An elderly man who was paralysed with dementia died after a rest home failed to provide appropriate support and interventions.
Oceania Care has been found in breach of the Code of Health and Disability Services Consumers' Rights for multiple failures in the man's care.
"The most alarming thing about [the rest home] was their assurance that they knew how to care for a patient like [my father] whereas clearly they did not," the man's daughter said in the Health and Disability Commission (HDC) report released today.
She said when things started to go wrong and her mum tried to talk to them about the problems, she wasn't listened to.
"There was clearly a lack of interest in trying to talk to her … There seemed to be limited information across the whole site and things appeared poorly run."
The investigation findings come about three years after the man's death.

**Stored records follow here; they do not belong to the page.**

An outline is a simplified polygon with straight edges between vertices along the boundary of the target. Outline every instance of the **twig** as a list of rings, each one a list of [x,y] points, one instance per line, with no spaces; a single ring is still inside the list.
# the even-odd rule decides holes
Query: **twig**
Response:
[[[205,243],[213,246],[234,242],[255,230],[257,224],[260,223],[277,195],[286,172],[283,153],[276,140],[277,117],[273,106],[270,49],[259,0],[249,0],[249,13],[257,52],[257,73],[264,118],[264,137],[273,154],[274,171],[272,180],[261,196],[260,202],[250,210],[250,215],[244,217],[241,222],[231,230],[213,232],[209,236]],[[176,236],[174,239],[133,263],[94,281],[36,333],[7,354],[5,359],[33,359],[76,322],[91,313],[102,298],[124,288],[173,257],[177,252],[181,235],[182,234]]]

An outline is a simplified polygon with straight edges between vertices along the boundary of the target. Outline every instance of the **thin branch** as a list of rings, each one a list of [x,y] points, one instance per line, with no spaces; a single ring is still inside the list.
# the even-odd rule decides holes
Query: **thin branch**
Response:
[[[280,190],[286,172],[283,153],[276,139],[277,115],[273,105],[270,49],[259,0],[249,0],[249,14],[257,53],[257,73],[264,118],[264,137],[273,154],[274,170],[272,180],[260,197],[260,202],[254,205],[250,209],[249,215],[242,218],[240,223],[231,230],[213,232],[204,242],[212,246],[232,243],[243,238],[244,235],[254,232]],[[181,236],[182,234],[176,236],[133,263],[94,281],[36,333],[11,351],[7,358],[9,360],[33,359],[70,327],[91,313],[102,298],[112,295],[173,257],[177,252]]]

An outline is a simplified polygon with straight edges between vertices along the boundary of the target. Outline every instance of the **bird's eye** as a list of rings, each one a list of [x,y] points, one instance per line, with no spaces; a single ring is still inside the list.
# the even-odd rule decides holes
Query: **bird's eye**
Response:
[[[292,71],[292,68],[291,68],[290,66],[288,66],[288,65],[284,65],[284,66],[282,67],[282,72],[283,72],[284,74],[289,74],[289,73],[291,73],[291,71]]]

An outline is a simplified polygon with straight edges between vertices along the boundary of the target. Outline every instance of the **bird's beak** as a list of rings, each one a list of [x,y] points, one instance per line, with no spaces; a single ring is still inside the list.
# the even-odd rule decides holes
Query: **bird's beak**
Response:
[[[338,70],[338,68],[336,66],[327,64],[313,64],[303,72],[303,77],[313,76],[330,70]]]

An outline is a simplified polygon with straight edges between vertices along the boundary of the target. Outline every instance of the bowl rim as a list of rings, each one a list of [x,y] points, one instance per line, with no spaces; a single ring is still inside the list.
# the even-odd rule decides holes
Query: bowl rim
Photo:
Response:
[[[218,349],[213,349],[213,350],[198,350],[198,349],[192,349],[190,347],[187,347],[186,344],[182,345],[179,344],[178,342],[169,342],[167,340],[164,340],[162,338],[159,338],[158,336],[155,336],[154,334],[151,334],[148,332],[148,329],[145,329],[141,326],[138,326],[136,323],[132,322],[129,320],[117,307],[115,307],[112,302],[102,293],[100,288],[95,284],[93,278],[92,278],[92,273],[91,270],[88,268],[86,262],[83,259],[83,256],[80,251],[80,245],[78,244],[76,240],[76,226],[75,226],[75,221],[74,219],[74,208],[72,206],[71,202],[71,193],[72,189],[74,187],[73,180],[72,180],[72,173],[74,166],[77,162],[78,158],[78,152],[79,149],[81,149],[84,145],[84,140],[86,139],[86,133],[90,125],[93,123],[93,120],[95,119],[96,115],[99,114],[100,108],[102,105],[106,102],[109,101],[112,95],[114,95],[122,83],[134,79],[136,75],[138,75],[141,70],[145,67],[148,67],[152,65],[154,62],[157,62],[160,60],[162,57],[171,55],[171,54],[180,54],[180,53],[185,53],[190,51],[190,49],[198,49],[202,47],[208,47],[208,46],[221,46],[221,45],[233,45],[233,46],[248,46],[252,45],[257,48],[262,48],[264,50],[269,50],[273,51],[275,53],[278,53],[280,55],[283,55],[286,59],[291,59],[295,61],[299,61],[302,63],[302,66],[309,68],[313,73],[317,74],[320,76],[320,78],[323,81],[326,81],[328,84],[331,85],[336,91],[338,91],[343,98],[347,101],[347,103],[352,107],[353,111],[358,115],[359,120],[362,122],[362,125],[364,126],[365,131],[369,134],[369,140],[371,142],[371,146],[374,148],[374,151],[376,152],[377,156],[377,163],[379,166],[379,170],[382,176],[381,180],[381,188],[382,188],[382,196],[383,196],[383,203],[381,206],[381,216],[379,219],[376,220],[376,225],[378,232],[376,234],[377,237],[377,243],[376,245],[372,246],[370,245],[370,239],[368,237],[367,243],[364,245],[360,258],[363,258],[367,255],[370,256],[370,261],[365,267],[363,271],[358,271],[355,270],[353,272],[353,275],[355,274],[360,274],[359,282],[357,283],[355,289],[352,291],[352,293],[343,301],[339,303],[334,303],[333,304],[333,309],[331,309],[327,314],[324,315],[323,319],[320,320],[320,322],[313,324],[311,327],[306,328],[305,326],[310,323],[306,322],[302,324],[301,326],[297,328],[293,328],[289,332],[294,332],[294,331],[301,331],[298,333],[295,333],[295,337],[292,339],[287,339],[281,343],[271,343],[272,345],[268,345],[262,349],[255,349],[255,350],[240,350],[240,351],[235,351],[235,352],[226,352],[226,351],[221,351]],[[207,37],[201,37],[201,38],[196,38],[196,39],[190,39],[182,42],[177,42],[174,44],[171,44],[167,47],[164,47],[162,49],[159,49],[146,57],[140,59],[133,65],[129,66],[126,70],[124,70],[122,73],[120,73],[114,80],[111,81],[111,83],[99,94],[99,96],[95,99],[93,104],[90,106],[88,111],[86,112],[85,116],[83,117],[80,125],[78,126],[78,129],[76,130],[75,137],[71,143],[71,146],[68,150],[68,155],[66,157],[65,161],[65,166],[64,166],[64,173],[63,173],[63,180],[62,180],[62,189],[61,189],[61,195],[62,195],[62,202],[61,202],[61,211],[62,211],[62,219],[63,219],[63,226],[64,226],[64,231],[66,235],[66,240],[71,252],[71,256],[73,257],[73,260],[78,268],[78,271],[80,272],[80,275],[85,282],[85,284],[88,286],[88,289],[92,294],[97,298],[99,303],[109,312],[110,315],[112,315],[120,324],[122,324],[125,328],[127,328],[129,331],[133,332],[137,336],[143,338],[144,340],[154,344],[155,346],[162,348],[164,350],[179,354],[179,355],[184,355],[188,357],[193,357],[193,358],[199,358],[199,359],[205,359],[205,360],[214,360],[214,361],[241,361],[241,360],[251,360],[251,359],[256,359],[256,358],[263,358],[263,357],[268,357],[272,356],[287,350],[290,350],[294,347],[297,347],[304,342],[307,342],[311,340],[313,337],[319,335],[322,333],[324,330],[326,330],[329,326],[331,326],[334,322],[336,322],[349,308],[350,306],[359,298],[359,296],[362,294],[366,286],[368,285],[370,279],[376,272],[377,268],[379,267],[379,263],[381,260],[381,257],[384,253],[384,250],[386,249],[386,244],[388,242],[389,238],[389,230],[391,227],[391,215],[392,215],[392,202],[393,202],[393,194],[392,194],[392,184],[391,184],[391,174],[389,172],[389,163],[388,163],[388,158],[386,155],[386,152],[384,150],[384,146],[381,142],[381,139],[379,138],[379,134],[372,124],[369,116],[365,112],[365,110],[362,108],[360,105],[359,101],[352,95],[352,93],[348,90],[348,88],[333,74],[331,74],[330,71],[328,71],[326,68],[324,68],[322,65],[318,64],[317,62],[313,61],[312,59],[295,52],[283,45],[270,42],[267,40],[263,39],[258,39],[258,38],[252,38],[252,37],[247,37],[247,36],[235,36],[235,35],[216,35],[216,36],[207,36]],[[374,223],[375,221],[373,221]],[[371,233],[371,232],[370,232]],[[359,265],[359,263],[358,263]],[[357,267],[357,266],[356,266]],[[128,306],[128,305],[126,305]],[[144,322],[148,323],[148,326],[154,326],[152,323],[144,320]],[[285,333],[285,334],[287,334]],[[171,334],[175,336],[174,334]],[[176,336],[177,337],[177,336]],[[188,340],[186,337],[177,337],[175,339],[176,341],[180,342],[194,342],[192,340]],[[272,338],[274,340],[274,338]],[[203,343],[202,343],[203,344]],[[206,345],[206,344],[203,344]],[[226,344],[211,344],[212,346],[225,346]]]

Names have not been published in the report for privacy reasons.
While the man lived at the rest home, he developed serious pressure wounds and was hospitalised for urinary tract infections (UTIs).
Deputy Health and Disability Commissioner Rose Wall suggested these hospitalisations could have been avoided and that he may not have deteriorated so rapidly had effective actions been taken.
She said clinical assessments, documentation and plans to mitigate the risk of his injuries were inadequate.
Wall recommended that Oceania arrange training on resident care planning and pressure area risk assessment and management.
The deputy commissioner also ordered an audit of long-term person-centred care plans and monitoring forms.
Facility staff were also told to apologise to the man's family.